Gradient descent is an iterative algorithm that aims to find values for the parameters of a function of interest which minimizes the output of a cost function with respect to a given dataset. Gradient descent is often used in machine learning to quickly find an approximative solution to complex, multi-variable problems.

In my last article, Introduction to Linear Regression, I mentioned gradient descent as a possible solution to simple linear regression. While there exists an optimal analytical solution to simple linear regression, the simplicity of this problem makes it an excellent candidate to demonstrate the inner workings of the gradient descent algorithm.

Cost function

Lets look back at the cost function outlined in Introduction to Linear Regression. This function represents the error observed while fitting our model onto the data. This is the error we would like to minimize. In this example, it corresponds to the mean of the vertical distance between our observations and the regression line squared (see Least Squares). In order to keep the size of the error manageable and to ensure that it won’t be affected by the size of our dataset, we divide by the number of observations (in essence calculating the mean of the errors).
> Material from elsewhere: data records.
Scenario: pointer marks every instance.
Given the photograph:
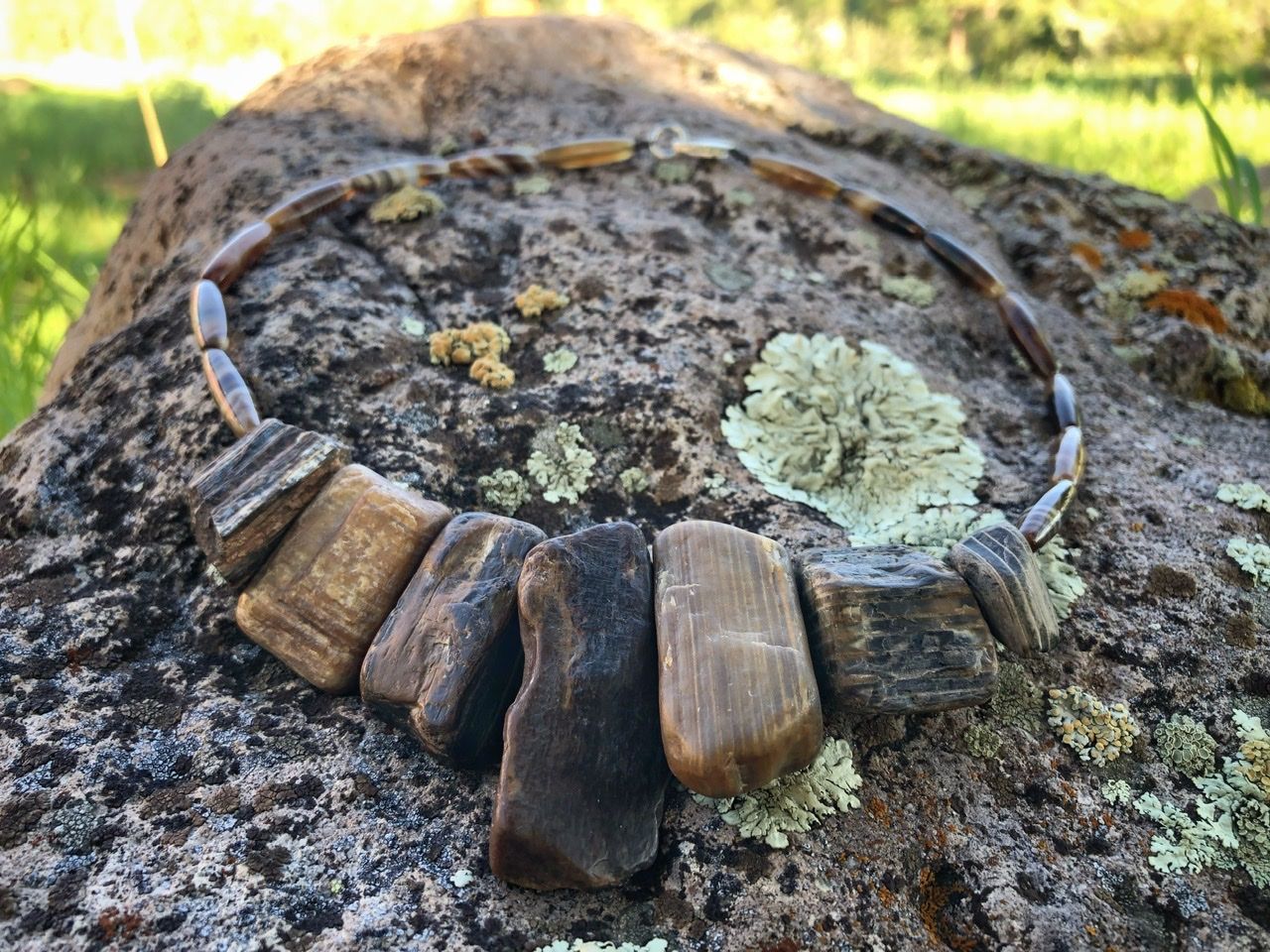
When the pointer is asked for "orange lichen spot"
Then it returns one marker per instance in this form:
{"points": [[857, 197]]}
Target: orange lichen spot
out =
{"points": [[1191, 306], [1088, 254], [536, 298], [1133, 239], [462, 345], [490, 372]]}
$ Cost = \dfrac{\sum_{i=1}^n(y_i-(m x_i + b))^2}{N} $


The gradient (the slope of our cost function at a given coordinate) represents the direction and the rate of change of our cost function. By following the negative gradient we are able to quickly minimize the cost function and arrive at a solution more rapidly. In order to obtain the gradient, our function must be differentiable with respect to the parameters we are trying to optimize. By taking the square of the distance we are guaranteed to have a positive output and a differentiable function.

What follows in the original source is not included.